Я не знал, что возразить.
— И что же, ты так и останешься моей… (у меня заплелся язык) знатной служанкой?
Франка покачала светлой своей головой.
— Погодите немного, тезка. Я вспомню, что вы могучий флотоводец, амир-аль-бахр, пенитель морей, который однажды держал мою честь в руке — и вот тогда я, пожалуй, захочу над вами покуражиться!
Но, право, то был бы не кураж, а прямое насилие. Я был умиротворен, тих и единственно чего желал — спать. В прямом смысле и в полном одиночестве.
Утром стайка девушек подкатила прямо к постели двухъярусный столик с умыванием (внизу) и завтраком (вверху). Где госпожа, поинтересовался я. Уехала по делу, взяв с собой кое-кого из наших мужчин для охраны: здесь, слава Богу, не только женский монастырь, но и мужской.
Конечно, она права: пусть для меня всё будет полутайной, полусказкой без продолжения, подумал я про себя. Так радостнее.»
Отец Леонар. Медитация
«До основания гор я нисшел, земля своими запорами навек заградила меня.»
«В утробе земли, в кромешной тьме я услышал дальний рог и сел на постели, сожмурившись и досматривая последний и самый сладкий сон: привычка беречь каждую крупицу дольче фарниенте! Нащупал трут, накрытый глиняной миской с дырочками, и возжег светильник. Здесь всегда черно, как в брюхе у кашалота, коий слопал пророка Иону, и крошечный лепесток огня сразу же будит моих мальчишек, которые спят вокруг на точно таких же матрасах из сушеных водорослей, как и мой. Все они разной масти и фактуры: чернявые и белявые, курчавые и длинноволосые, у кого глаза растворены во всю ширь, у кого — прорезаны щелочками. И все — дети войны. Безнадзорники, которых здесь подобрали.
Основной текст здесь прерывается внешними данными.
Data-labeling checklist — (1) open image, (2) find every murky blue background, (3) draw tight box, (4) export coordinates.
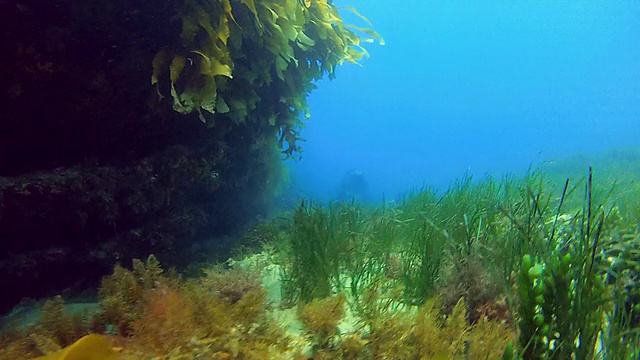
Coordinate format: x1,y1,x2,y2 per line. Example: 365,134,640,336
288,0,640,204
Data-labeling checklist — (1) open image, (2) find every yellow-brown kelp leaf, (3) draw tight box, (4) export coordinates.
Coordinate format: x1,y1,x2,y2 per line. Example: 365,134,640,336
151,50,167,85
169,55,186,86
36,334,118,360
240,0,262,27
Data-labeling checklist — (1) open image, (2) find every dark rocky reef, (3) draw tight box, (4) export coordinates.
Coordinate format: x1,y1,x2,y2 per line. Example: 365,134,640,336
0,0,277,313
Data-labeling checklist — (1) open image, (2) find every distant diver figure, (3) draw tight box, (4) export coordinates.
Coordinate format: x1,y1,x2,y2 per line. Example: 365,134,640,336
338,170,369,203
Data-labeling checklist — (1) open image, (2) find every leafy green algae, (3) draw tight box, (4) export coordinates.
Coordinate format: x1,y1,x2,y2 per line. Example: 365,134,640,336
151,0,384,156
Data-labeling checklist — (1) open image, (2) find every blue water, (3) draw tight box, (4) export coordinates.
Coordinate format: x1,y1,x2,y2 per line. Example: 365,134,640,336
288,0,640,200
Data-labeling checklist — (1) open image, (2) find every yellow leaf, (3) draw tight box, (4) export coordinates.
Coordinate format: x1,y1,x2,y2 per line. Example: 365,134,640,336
222,0,238,25
297,30,316,46
200,77,218,113
169,55,185,84
216,94,229,114
151,50,167,85
217,15,231,45
240,0,262,27
191,50,233,78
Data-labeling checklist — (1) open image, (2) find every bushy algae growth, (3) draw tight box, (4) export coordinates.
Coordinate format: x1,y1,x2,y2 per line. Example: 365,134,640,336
0,170,640,360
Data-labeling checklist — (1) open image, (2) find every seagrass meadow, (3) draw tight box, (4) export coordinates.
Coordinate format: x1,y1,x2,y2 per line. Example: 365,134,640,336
0,165,640,359
0,0,640,360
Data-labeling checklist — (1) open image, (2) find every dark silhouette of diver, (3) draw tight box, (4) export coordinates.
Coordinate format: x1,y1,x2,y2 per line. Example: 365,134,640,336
338,170,369,203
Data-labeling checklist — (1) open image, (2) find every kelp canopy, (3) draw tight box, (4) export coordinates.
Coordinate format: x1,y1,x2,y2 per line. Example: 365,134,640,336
0,0,382,312
151,0,383,156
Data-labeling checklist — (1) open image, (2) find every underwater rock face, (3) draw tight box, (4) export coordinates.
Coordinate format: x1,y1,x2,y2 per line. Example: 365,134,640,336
0,0,266,313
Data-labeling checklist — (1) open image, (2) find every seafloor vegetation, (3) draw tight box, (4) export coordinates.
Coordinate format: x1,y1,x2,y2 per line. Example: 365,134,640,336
0,165,640,359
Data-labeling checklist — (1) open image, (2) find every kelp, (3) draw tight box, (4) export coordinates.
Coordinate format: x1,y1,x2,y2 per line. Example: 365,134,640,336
151,0,384,156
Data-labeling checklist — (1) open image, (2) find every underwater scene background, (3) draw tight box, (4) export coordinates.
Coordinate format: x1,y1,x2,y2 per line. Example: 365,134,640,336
0,0,640,360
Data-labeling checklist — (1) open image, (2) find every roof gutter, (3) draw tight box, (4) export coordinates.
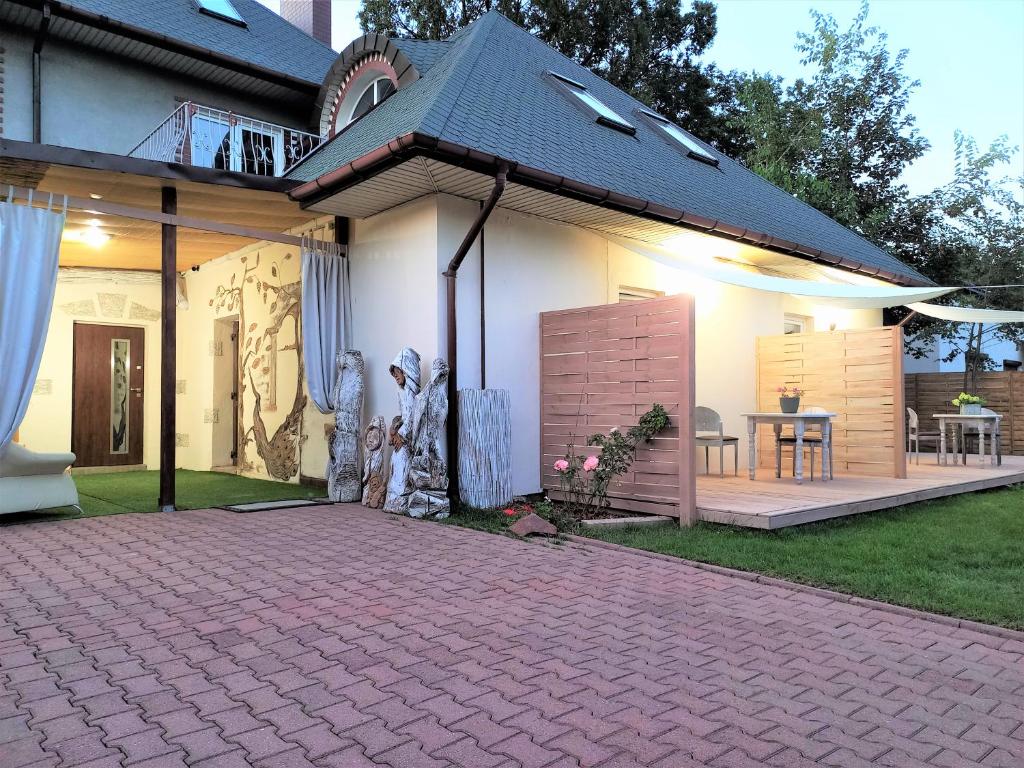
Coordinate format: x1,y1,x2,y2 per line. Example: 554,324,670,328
443,164,509,512
289,132,931,286
12,0,321,96
32,0,50,144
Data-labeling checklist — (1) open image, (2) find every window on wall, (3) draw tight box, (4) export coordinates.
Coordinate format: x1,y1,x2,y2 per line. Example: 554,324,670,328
347,77,394,123
782,313,814,336
618,286,665,301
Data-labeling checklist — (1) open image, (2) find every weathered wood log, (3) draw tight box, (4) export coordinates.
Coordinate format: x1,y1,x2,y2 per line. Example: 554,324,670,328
327,349,364,502
459,389,512,509
384,347,420,513
362,416,387,509
406,357,450,519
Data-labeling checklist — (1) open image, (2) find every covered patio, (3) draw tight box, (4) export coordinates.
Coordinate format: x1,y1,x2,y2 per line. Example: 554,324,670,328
696,455,1024,529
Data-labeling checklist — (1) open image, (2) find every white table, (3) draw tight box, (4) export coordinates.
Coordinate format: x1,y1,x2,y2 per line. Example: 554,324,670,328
743,412,838,483
932,414,1002,466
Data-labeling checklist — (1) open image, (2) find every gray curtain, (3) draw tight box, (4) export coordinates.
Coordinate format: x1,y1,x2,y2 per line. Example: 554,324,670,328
302,241,352,414
0,198,65,454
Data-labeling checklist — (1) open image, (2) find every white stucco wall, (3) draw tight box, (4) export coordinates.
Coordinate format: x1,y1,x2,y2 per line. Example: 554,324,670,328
0,30,309,155
438,196,882,494
18,269,160,469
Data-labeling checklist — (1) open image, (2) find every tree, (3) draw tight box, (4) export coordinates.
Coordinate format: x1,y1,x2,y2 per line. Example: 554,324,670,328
359,0,745,154
731,2,928,240
907,131,1024,391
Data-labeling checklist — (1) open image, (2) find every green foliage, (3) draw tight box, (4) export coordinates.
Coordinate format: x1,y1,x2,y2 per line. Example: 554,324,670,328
583,486,1024,629
359,0,743,152
555,402,669,519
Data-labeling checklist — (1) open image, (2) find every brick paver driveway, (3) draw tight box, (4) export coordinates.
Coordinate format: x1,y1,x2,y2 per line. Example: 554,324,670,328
0,507,1024,768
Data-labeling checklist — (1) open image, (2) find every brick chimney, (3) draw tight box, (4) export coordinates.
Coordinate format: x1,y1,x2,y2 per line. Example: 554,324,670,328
281,0,331,46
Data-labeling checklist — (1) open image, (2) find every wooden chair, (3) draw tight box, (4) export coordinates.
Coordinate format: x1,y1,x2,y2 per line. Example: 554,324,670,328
906,407,942,464
775,406,835,482
964,408,1002,467
693,406,739,477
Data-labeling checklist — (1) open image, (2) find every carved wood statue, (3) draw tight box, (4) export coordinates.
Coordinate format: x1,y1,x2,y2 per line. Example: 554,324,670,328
327,349,364,502
406,357,450,519
384,347,420,513
362,416,387,509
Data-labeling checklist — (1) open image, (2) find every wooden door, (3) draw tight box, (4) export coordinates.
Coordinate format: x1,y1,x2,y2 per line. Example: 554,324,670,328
71,323,145,467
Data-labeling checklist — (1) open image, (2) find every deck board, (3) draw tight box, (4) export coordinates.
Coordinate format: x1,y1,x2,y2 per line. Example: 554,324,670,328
697,455,1024,528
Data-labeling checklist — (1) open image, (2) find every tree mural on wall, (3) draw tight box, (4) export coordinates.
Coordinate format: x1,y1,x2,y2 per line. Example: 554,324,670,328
210,252,306,480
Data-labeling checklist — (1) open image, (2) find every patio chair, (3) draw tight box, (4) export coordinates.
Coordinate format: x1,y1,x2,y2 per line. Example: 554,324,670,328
693,406,739,477
906,407,942,464
964,408,1002,467
775,406,834,482
0,442,82,515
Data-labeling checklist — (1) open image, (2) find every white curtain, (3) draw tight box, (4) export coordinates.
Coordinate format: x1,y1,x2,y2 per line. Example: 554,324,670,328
302,241,352,414
609,237,959,309
0,202,65,454
907,303,1024,325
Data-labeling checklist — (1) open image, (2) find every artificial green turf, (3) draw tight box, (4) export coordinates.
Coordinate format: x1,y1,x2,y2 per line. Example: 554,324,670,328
584,486,1024,629
3,469,324,522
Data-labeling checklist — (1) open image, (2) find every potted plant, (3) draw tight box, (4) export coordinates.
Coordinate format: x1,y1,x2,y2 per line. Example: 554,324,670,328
778,387,804,414
952,392,985,416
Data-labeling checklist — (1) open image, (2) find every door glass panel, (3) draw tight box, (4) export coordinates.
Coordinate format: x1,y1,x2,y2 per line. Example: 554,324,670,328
111,339,131,454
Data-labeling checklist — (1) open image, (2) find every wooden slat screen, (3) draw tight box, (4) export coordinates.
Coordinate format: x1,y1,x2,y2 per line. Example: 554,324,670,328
541,295,696,523
906,371,1024,456
757,328,906,477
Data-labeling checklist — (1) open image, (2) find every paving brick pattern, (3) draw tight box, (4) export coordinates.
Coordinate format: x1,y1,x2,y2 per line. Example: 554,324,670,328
0,507,1024,768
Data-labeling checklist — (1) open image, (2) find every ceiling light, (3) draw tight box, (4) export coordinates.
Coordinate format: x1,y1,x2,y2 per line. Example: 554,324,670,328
63,226,111,248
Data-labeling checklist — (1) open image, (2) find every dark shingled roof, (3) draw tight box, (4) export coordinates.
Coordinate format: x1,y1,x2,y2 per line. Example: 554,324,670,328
289,11,929,284
56,0,338,85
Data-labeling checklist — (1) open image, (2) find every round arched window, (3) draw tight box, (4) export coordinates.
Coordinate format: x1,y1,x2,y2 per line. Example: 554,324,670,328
346,77,394,125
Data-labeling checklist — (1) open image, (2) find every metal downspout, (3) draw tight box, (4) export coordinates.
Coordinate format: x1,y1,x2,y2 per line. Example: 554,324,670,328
32,2,50,144
443,163,509,512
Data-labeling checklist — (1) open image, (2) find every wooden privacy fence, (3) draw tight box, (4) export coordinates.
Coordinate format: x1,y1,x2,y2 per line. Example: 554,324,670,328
541,295,696,524
905,371,1024,456
757,328,906,477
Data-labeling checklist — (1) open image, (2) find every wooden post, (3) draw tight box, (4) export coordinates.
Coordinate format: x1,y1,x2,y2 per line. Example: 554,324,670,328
893,326,906,479
159,186,178,512
679,294,696,527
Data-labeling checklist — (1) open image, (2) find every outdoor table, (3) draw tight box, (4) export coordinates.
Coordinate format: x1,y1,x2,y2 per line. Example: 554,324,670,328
742,412,837,483
932,414,1002,467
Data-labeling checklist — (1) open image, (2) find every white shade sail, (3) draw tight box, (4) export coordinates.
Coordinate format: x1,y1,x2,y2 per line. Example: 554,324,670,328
609,237,959,309
907,302,1024,325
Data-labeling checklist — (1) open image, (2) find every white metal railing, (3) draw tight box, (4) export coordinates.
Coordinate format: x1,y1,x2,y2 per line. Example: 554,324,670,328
128,101,327,176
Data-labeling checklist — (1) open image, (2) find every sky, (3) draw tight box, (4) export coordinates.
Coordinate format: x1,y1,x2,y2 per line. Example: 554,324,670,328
260,0,1024,194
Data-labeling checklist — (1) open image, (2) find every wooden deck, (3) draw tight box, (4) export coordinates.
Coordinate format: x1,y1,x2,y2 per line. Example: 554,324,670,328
697,454,1024,528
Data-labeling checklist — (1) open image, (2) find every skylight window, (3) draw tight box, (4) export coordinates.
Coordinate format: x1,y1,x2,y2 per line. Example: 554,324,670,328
196,0,246,27
549,72,637,135
640,111,718,166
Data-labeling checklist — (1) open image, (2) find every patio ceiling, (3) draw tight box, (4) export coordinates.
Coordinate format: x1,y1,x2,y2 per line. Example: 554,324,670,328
308,156,876,284
0,158,312,270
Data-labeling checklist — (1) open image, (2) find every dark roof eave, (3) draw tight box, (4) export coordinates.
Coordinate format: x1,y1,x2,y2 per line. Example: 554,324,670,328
0,138,298,194
289,132,932,286
13,0,321,96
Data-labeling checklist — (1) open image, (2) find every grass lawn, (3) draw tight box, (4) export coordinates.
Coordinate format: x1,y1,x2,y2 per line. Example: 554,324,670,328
584,486,1024,629
2,469,326,522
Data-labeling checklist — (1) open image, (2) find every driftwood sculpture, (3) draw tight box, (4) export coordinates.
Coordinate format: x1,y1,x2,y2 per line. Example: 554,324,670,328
406,357,450,518
459,389,512,509
327,349,364,502
362,416,387,509
384,347,420,513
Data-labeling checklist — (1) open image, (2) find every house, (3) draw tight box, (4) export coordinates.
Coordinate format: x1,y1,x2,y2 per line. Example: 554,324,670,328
8,0,1015,524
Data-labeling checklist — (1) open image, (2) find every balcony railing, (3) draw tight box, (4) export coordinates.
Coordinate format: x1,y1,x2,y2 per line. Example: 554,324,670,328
128,101,326,176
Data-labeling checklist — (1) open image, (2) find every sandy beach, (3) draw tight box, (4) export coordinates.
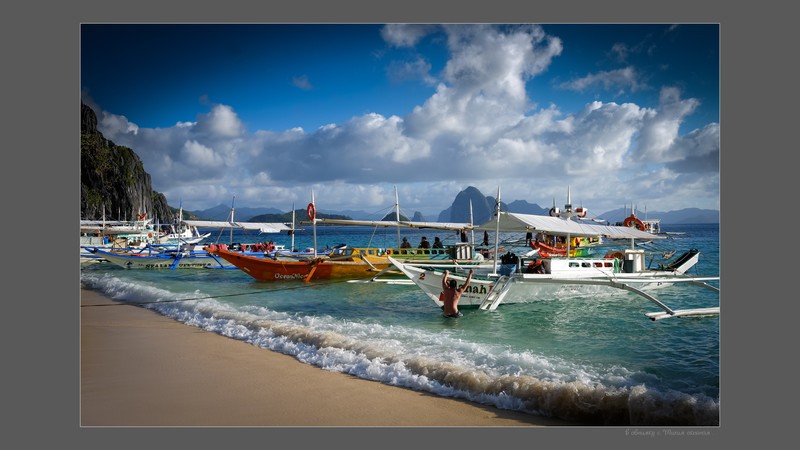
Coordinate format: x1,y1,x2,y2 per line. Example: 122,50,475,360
80,289,575,427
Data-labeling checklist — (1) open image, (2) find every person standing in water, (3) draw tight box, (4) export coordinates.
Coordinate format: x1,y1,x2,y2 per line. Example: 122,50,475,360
442,269,473,317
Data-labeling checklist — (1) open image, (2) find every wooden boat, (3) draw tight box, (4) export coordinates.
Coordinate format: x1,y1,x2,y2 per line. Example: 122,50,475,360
88,247,228,269
390,190,719,320
203,244,391,281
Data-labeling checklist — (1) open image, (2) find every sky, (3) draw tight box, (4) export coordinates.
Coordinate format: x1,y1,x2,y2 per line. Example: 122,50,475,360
80,23,720,220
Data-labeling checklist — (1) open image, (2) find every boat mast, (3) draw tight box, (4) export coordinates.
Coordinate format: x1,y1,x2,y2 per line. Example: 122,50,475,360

— Жутко спать без света. Еще подземные духи украдут, — говорит один.
— Не духи, а убийцы Алпамута, что бродят по тайным ходам с кинжалами, — возражают ему.
— Цыц, младенцы! — командую я. — Духам и людям нужен свет, а где у нас горят лампады, там и охрана перекрывает пути. Пожар от огня, что оставили без присмотра, еще и похуже Алпамутовых головорезов, сами знаете.
Они знают, уж это точно. Как-то из коридора, где был свет, к нам ворвался хлопок, вопль — и заряд горящего воздуха. Слава богу, при мне тогда было только двое: я сгреб их под себя, как клуша, и шлепнулся наземь. Огонь погас так же быстро, как и вспыхнул. Дети остались целы, мне ожгло спину и попалило концы волос, соня-охранник сгорел заживо.
Я веду свое стадо на водопой, потом на травку. Вода в подземном источнике ледяная, и они только попискивают, когда я кунаю их в купель мордахой и тру мокрой ладонью заматерело грязную шею.
— Подогреть бы, — это снова тот нытик, что боялся привидений.
— Вон в четверти фарсаха теплый ключ бьет из стены: не хочешь ли быстренько смотаться взад-вперед по-темному? — ехидно возражают ему.
— Хитрые какие. Одному боязно!
Потом они чинно рассаживаются вокруг котла с рыбным пловом, что втащили, вздев на коромысло, два дюжих воина-стратена. Я орудую черпаком: кому в миску, кому по лбу. Не лезь за лакомым куском форели прежде других и главное — у меня за спиной, на то еще команда не дадена. Приходится блюсти справедливость!